SAYE - Chapitre 111 - C'est un peu difficile pour moi à accepter.

 

Après avoir laissé derrière lui les deux personnes qu'il devait faire taire, Wang Xu et Zhou Jing, Jiang Cheng n'aurait jamais pensé, dans un endroit aussi éloigné, rencontrer encore une autre personne qu'il devrait également faire taire.

Sans parler du fait que ce n'était que leur deuxième rencontre.

Comme Zhao Ke tendait son téléphone à Jiang Cheng pour qu'il le scanne, les deux se tenaient plutôt près l'un de l'autre. À cette distance, même un myope comme Gu Fei aurait pu le voir. Les images géantes de l'écran de verrouillage et de l'écran d'accueil étaient tellement près du visage de Zhao Ke qu'il était forcé de les regarder de près même s'il n'avait pas prévu de le faire.

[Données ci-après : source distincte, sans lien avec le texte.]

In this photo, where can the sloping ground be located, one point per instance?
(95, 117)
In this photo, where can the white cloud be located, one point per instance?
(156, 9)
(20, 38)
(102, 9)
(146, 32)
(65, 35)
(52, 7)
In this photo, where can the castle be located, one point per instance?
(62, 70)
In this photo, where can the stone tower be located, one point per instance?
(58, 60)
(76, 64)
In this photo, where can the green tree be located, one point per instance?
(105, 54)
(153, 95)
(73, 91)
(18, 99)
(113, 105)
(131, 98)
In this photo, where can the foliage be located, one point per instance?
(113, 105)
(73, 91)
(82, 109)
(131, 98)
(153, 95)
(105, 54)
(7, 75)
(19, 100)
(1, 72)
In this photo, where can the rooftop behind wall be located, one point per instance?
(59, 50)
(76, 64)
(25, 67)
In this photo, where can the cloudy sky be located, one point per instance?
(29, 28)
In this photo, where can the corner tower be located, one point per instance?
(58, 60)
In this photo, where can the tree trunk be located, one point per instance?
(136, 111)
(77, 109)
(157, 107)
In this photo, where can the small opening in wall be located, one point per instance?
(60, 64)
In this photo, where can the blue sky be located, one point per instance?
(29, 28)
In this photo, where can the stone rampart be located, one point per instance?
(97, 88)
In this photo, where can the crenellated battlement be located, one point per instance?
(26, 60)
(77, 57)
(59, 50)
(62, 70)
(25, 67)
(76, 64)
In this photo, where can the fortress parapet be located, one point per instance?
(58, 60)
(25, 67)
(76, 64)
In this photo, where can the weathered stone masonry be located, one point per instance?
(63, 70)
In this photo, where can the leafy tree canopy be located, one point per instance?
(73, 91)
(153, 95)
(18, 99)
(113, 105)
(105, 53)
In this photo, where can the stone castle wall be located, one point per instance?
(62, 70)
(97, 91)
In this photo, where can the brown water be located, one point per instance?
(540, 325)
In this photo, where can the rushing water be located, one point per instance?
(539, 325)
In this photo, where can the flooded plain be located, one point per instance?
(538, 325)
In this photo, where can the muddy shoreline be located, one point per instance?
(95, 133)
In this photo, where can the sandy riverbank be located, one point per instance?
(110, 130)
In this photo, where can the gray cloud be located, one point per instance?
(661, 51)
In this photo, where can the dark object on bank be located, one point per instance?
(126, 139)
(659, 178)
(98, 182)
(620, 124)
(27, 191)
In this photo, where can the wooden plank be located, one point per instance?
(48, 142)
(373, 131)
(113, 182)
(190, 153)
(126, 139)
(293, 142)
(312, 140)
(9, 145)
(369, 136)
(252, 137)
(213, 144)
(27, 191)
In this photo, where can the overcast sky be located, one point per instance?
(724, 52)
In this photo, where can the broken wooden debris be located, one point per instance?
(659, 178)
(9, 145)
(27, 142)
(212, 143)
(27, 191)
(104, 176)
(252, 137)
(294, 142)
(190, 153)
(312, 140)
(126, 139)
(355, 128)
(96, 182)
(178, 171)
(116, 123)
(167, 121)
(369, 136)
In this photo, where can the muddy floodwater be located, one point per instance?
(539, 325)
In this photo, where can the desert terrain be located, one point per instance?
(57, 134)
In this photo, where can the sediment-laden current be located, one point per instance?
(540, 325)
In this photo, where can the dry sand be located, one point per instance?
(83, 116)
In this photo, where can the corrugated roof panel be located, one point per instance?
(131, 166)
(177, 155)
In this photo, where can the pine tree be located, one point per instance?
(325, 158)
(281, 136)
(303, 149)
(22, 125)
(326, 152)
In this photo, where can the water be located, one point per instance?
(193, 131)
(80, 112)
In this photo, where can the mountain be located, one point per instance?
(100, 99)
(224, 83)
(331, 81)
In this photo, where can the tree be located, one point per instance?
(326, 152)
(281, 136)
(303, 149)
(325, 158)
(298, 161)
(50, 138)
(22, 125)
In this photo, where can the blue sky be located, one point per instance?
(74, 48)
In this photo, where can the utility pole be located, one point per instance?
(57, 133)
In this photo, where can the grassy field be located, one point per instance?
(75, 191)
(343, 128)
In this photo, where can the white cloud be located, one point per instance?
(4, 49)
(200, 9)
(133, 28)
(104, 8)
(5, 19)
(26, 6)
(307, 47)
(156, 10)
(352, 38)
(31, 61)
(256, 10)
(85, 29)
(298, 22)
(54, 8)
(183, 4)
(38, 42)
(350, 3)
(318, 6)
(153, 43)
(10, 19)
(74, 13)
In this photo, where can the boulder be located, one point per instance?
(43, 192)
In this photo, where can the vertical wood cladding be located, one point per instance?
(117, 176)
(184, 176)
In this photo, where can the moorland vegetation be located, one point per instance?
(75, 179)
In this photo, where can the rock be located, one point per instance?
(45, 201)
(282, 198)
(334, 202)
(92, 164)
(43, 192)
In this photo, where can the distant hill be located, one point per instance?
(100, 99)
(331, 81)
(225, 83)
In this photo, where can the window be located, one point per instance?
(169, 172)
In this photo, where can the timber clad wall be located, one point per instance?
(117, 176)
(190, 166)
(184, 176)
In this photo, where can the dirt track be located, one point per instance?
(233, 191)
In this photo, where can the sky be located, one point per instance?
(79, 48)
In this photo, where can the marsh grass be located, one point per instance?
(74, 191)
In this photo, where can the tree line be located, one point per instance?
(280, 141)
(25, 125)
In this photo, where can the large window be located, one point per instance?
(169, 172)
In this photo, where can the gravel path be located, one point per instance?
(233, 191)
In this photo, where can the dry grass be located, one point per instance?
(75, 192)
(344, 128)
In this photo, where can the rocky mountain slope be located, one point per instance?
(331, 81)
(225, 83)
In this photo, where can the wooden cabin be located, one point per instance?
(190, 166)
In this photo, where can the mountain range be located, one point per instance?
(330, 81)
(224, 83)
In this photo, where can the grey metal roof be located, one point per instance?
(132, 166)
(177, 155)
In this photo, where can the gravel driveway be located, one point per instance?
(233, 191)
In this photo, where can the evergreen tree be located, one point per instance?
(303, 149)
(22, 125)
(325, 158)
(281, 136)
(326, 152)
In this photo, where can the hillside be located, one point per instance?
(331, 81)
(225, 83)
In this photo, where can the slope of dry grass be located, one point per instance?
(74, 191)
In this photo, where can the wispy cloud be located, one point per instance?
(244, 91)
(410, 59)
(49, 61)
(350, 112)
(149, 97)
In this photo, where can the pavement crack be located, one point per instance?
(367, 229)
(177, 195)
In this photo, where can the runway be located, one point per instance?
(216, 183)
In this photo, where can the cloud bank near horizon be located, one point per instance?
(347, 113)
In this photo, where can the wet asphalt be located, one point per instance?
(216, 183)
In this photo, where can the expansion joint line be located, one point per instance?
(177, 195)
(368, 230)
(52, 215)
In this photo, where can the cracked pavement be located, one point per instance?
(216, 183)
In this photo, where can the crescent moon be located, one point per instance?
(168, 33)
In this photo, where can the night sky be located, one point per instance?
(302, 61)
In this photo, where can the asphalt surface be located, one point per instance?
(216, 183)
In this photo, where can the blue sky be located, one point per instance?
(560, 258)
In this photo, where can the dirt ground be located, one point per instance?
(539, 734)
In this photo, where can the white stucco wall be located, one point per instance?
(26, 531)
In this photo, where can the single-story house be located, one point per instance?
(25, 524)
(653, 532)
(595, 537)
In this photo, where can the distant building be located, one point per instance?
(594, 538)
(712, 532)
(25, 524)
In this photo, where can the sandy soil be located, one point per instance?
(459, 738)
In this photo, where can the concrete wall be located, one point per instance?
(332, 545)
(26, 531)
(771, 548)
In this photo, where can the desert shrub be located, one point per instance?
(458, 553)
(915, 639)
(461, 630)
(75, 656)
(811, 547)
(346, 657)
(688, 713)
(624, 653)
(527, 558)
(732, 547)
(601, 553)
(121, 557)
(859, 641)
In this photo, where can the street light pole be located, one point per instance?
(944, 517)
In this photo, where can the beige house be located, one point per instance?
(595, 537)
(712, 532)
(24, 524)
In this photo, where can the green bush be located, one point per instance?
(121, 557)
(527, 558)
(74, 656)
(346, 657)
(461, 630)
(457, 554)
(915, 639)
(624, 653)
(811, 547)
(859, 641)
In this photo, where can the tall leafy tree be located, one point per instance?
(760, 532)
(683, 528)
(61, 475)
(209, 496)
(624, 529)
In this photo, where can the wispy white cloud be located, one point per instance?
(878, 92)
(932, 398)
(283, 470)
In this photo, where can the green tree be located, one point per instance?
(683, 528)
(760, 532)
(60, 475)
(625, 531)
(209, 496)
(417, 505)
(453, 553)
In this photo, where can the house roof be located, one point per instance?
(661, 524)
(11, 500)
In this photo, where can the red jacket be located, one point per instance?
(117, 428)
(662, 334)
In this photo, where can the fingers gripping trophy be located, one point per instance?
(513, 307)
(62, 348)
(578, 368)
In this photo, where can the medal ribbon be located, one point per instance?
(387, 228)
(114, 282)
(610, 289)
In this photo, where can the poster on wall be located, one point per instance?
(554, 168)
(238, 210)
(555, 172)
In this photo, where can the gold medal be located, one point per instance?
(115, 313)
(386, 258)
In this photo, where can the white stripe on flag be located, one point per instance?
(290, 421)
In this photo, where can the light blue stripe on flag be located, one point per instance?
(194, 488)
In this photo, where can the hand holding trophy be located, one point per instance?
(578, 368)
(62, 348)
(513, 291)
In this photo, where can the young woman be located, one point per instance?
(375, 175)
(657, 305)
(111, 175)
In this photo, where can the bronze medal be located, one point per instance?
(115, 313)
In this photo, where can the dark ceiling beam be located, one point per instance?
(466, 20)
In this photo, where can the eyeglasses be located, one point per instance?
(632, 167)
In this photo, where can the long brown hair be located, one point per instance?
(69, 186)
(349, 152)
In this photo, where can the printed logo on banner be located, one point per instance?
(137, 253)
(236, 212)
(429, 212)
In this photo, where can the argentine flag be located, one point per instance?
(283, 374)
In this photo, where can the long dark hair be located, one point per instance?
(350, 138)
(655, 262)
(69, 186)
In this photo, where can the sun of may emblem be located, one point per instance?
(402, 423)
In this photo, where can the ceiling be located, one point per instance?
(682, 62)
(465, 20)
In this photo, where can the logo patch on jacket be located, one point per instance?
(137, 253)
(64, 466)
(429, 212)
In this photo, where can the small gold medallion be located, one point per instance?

À ce moment-là, Jiang Cheng n'était pas sûr s'il devait dire quelque chose ou continuer à ouvrir son WeChat comme si de rien n'était. Mais peut-être à cause du rappel récent des photos de Gu Fei, son désir ardent pour Gu Fei soulevait une véritable tempête en lui.

"C'est mon..." commença-t-il.

C'est mon petit ami. Un jeune homme très beau, mignon et posé.

Cependant, il hésita une seconde avant de prononcer le mot à voix haute. C'était un environnement inconnu. Il était face à son colocataire qui était pratiquement un étranger pour lui. Il ne savait pas quel genre de personnalité cette personne avait, ou si elle pouvait accepter quelque chose comme ça... De plus, le dire de manière imprudente le ferait passer pour un homosexuel stupide qui ne pensait qu'à montrer sa romance à tout le monde.

"Camarade de classe ?" proposa Zhao Ke pendant son hésitation.

‘Camarade de classe’ était exact. Mais passer derrière Gu Fei et le désigner uniquement comme camarade de classe était inacceptable pour Jiang Cheng.

"Ami ?" demanda encore Zhao Ke. "Héros ? Idole ?"

Dans le bref moment où le cerveau de Jiang Cheng avait cessé de fonctionner, Zhao Ke donna rapidement plusieurs réponses pour qu'il puisse choisir.

En cet instant, Jiang Cheng était sincèrement reconnaissant pour l'intelligence émotionnelle élevée de Zhao Ke. S'il n'avait pas commencé, Zhao Ke n’aurait certainement pas posé la question.

"C'est mon petit ami", lâcha Jiang Cheng.

En prononçant ces mots, Jiang Cheng sentit un soulagement envahir tout son corps. Peu importaient les conséquences. S'il le disait maintenant, il n'aurait pas à continuer à faire semblant à l'avenir. Après tout, ils devraient passer quelques années ensemble dans la même chambre.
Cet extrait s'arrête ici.